Computational Art Analysis
Art historians describe how a painter's palette shifts across a career — Van Gogh brightened, Munch calmed — but these claims are rarely quantified, rarely tested against a null model, and almost never compared across artists on a common footing. This deep-learning study asks whether color dominance — how strongly a few hues rule a canvas — can turn those qualitative claims into measurable, falsifiable results, and whether the shifts it reveals across the full careers of Van Gogh and Munch line up with real biographical events better than chance.

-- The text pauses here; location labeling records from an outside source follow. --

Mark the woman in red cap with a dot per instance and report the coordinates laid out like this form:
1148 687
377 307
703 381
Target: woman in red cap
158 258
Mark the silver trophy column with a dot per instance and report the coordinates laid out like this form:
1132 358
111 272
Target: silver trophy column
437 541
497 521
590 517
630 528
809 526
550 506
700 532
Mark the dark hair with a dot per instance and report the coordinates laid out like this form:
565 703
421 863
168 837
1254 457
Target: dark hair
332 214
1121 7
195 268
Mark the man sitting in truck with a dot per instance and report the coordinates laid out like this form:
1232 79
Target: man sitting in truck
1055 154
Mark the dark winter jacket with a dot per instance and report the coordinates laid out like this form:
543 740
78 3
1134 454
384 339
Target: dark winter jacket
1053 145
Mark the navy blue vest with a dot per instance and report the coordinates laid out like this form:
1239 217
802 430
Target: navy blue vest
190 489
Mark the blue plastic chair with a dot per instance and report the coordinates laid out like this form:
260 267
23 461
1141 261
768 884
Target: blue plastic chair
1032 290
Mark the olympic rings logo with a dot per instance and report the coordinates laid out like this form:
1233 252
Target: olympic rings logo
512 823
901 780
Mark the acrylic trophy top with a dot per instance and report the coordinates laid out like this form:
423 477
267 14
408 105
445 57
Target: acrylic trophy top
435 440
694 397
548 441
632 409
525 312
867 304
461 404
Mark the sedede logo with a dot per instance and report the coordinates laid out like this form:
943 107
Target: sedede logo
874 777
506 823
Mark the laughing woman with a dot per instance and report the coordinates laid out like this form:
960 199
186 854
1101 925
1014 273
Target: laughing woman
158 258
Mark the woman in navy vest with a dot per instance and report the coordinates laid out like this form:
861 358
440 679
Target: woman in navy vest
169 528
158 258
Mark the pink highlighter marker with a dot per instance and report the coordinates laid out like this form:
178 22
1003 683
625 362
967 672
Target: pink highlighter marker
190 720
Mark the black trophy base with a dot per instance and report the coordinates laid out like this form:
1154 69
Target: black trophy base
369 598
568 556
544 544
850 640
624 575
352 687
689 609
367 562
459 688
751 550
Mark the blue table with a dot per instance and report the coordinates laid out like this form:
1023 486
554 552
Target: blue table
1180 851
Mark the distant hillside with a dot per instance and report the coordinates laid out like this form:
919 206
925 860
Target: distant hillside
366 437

This deep-learning study treats a long-standing art-historical intuition as a testable hypothesis. Across the full careers of Van Gogh and Munch it builds per-artist trajectories of how each painter's use of color changes over time, places the two on a common, time-normalized axis so their rates of change can be compared, and tests whether the shifts it finds coincide with catalogued events in each artist's life more than chance would predict — the intuition that Van Gogh compressed into ten years what Munch spread over sixty. The framing is art-historical and heritage-oriented rather than clinical, and it is distinguished from recent single-artist work by spanning full careers and two artists on a shared footing with an explicit, tested signal. It builds on the lab's earlier multi-century color-mining work, and draws on deep learning, computational color analysis, self-supervised visual features, and rigorous statistical testing. Faculty-advised.